At the same time, unethical pharmaceutical companies in collaboration with medical stores, doctors, quacks, laboratories and hospitals continue to work hand in hand, all because our young graduates are not told or taught about medical ethics and simple morality. There are 600,000 such quacks in the country who are causing havoc in the rural areas, city slums and are directly responsible for the deaths and suffering of innocent patients. At the same time, our prestigious institutes are also indirectly responsible for the morbidity and mortality of patients by creating TDS and MDPS who are no better than quacks. But these quacks, since they have their undergraduate and postgraduate qualifications, are more confident about their wrong doings. They are not accountable to anyone.

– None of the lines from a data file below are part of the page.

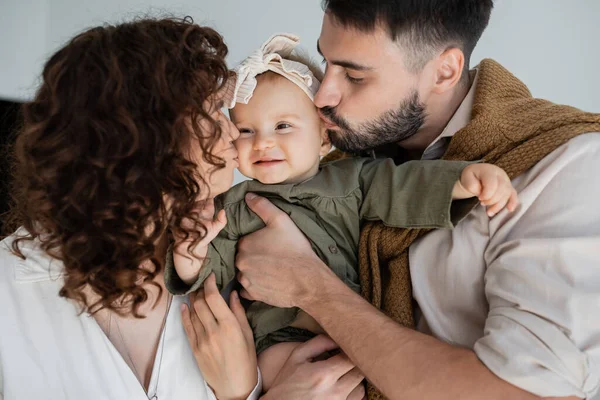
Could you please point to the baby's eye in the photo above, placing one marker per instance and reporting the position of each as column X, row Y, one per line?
column 283, row 125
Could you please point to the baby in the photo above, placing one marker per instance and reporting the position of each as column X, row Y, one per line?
column 282, row 140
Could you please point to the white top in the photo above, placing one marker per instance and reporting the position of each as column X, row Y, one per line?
column 48, row 351
column 523, row 289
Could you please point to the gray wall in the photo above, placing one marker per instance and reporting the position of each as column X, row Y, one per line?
column 550, row 44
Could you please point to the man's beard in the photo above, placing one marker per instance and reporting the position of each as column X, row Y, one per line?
column 391, row 127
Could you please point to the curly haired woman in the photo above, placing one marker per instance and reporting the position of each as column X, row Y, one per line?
column 121, row 151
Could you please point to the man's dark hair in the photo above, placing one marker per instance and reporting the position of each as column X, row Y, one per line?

The responsibility for this mess also goes to the academic councils and faculty members of medical colleges who have played a very negative role in developing the medical education and training system in Pakistan. They have been used by politicians and bureaucrats and have brought shame to the most respectable profession. It seems that present system will continue unless we have a political desire to change it for the betterment of our patient.
WHAT CAN BE DONE ?
• First of all, the PMDC should play its role and make sure that every undergraduate and postgraduate centre is running according to the rules of PMDC.

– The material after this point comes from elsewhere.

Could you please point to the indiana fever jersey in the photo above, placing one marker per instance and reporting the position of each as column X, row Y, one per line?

• The PMDC should act like autonomous and independent body for the standardization of training and teaching in undergraduate and postgraduate institutes.
• The College of Physicians and Surgeons should be very careful about the selection of supervisors and there is a need to change the pattern of exam. FCPSP should be an exit exam. There should be a mechanism for the standardization of training centers. All medical and surgical wards providing training should be inspected and it should be seen how much training is supervised. It is a difficult task but the system need a change in that direction.
• All medical universities with plenty of funds available, courtesy, the Higher Education Commission, should become fulltime universities. All faculty members should be paid well to work from 8am to 5pm instead of 10am to 12pm. It is only by appointing fulltime faculty members that it will be possible to train good surgeons and physicians.
• All medical colleges attached to medical universities and general universities should also become fulltime institutes.
• A system of Continuous Medical Education (CME) is required for working physicians and surgeons to make them aware about the changing world. Accreditation from PMDC is required and a system should be developed for this purpose.
• A system of promotion, award and punishment should be established to pick good trainers and to get rid of incompetent doctors in private and public sector institutes.
• Private sector institutes also need a strict monitoring system. It is better if they developed their own system without interference of government. But, if they fail to do so, then it is the government’s duty to provide good and safe health delivery system with efficient system of teaching and training at private institutes.
• It is also required that our postgraduates should be exposed to real people of this country by developing a mechanism of their posting in rural areas of country. The Basic Health Units (BHU), Rural Health Centers (RHC) and taluka hospitals should be upgraded by affiliating them with medical colleges and universities. Instead of concentrating in cities, the policy makers should also concentrate on these centers for training and providing healthcare to the masses.
It is about time that our people, patients, women and children get better treatment. After all, we are a nuclear power!